= Claire Cox =

British actress

Claire Cox is a British actress. Her television appearances include acclaimed series The Last Salute, Fresh Meat, Spooks, Wallander and Jamestown for Sky.

==Career==
Cox graduated from the Central School of Speech and Drama with a B.A. degree in acting. One of her first jobs after graduating was playing Fredrika Armfeldt in Stephen Sondheim's A Little Night Music at the National Theatre with Judi Dench.
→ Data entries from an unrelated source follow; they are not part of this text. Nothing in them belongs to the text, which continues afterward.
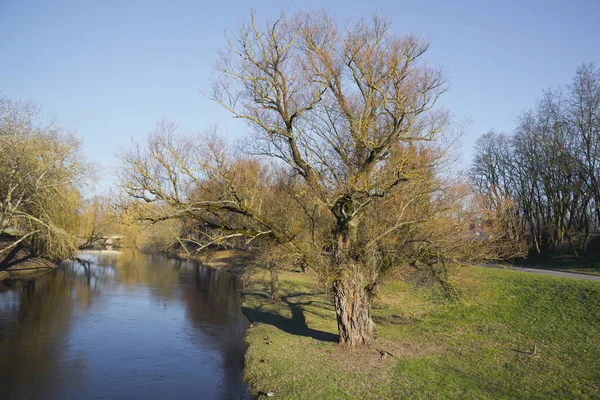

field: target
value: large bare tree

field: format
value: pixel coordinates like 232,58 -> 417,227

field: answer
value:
122,13 -> 449,346
213,13 -> 448,345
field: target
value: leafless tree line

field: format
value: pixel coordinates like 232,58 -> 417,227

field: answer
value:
471,64 -> 600,254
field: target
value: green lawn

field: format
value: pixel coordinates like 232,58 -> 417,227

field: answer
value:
243,267 -> 600,399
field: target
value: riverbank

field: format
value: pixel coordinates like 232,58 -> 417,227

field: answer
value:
243,267 -> 600,399
0,238 -> 57,281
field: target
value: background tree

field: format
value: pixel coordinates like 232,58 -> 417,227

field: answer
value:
471,65 -> 600,254
0,97 -> 89,260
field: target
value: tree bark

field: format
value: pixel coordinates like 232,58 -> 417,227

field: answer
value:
269,264 -> 281,301
333,270 -> 377,346
333,217 -> 377,346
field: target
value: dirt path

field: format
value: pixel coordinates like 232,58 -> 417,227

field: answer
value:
510,267 -> 600,282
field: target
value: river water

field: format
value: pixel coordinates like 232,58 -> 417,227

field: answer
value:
0,251 -> 250,400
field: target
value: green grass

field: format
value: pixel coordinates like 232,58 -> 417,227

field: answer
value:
243,267 -> 600,399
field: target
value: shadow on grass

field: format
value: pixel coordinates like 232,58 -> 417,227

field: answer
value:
242,293 -> 338,342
She then joined the Royal Shakespeare Company for the first of three seasons with the company. She played Portia in Edward Hall's production of Julius Caesar, in which she was awarded an Ian Charleson commendation. She returned to the company in the critically-acclaimed Spanish Golden age season. Other theatre work includes A Servant To Two Masters (RSC), The Voysey Inheritance (National Theatre), Henry V at the Manchester Royal Exchange, The White Devil at the Chocolate Factory theatre, The Winslow Boy (The Rose Theatre Kingston), and Macbeth at The Globe Theatre), as well as The Tricycle Theatre's "Women, Power and Politics" season.

Her film credits include The Leading Man, Shooting Fish and Luther (2003 film). Selected TV credits include The Last Salute series, Every Woman knows a Secret, The Choir (1995), A Touch of Frost, Your Mother Should Know, Spooks, Wallander, Poirot, Fresh Meat and Jamestown. In 2023, she appeared in the BBC soap opera Doctors as Simone Rigby.

==Personal life==
She is married to actor Tom Vaughan-Lawlor. They have one son.